A 9.5 yr old female spayed Yorkshire terrier was presented for a 2 mo history of progressive weakness and persistent hypoglycemia on serial blood work. Previous history included chronic intermittent vomiting and lethargy for 1.5 yr. These episodes of vomiting and lethargy occurred every 3 to 4 mo and were suspected to be secondary to mild pancreatitis and/or gastroenteritis, because signs would resolve with medical management (gastroprotectants, antiemetics, fluid therapy, and a bland diet).
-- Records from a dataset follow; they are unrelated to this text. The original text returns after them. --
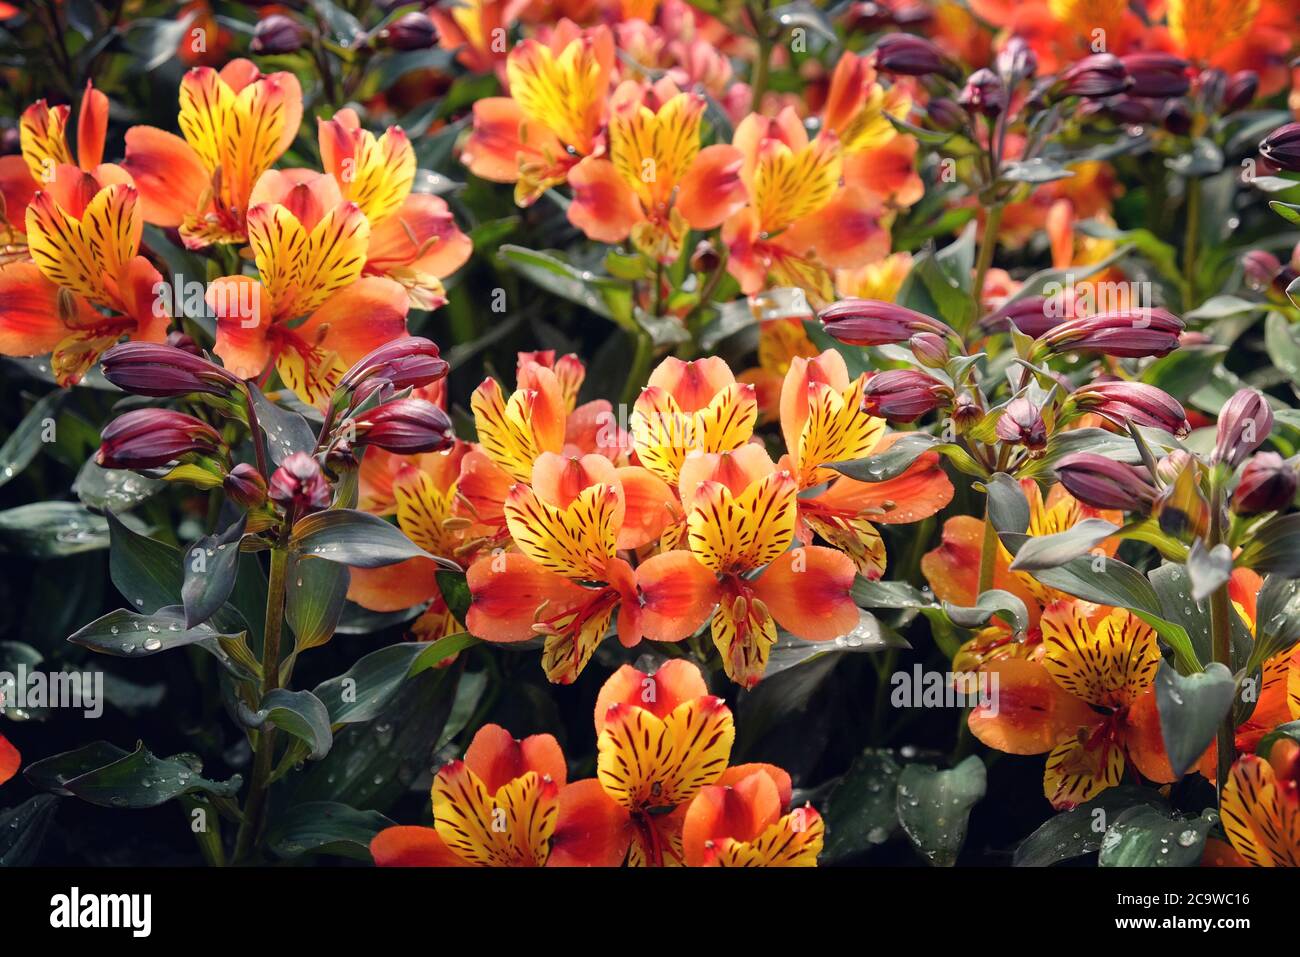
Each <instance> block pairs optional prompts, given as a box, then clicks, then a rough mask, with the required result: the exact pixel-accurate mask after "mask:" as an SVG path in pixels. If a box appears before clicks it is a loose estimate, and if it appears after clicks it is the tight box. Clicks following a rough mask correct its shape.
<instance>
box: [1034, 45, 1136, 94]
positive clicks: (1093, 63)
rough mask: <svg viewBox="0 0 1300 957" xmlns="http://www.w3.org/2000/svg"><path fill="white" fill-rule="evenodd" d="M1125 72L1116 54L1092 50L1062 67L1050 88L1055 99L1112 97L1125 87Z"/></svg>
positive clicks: (1122, 91) (1124, 69)
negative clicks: (1089, 52) (1077, 61)
mask: <svg viewBox="0 0 1300 957" xmlns="http://www.w3.org/2000/svg"><path fill="white" fill-rule="evenodd" d="M1128 82H1130V81H1128V74H1127V73H1126V72H1125V65H1123V64H1122V62H1121V61H1119V57H1117V56H1113V55H1110V53H1093V55H1092V56H1086V57H1083V60H1079V61H1078V62H1075V64H1074V65H1071V66H1070V68H1069V69H1066V70H1065V73H1062V74H1061V75H1060V77H1057V79H1056V82H1054V83H1053V85H1052V87H1050V92H1052V94H1053V96H1054V98H1056V99H1061V98H1063V96H1087V98H1091V99H1095V98H1099V96H1114V95H1115V94H1119V92H1123V91H1125V90H1126V88H1127V87H1128Z"/></svg>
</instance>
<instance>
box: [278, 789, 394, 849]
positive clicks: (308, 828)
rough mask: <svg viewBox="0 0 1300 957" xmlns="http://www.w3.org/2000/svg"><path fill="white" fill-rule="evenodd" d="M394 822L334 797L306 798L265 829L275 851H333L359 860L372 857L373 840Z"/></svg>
mask: <svg viewBox="0 0 1300 957" xmlns="http://www.w3.org/2000/svg"><path fill="white" fill-rule="evenodd" d="M393 826H394V822H393V820H390V819H389V818H386V817H383V815H382V814H380V813H378V811H361V810H357V809H356V807H350V806H348V805H346V804H338V802H335V801H305V802H303V804H298V805H292V806H291V807H287V809H286V810H285V813H283V814H281V815H279V817H278V818H276V819H274V820H273V822H272V824H270V827H269V828H268V831H266V844H268V846H269V848H270V849H272V852H273V853H274V854H277V856H278V857H283V858H289V859H292V858H298V857H302V856H303V854H334V856H337V857H350V858H354V859H356V861H369V859H370V841H372V840H373V839H374V835H377V833H378V832H380V831H382V830H383V828H386V827H393Z"/></svg>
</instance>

Initial diagnostics included complete blood cell count and urinalysis, which were within normal limits, and a chemistry panel, which showed a marked hypoglycemia of 39 mg/dL (reference 70–138 mg/dL) and hypophosphatemia of 1.4 mg/dL (reference 2.5–6.0 mg/dL). A resting cortisol and serum bile acids were within normal limits. A sample of serum insulin and blood glucose were measured concurrently for an amended insulin to glucose ratio. Serum insulin levels revealed elevated insulin of 49.0 μU/mL (reference 7.5–20 μU/mL) and hypoglycemia of 51 mg/dL (reference 70–138 mg/dL), consistent with an insulinoma.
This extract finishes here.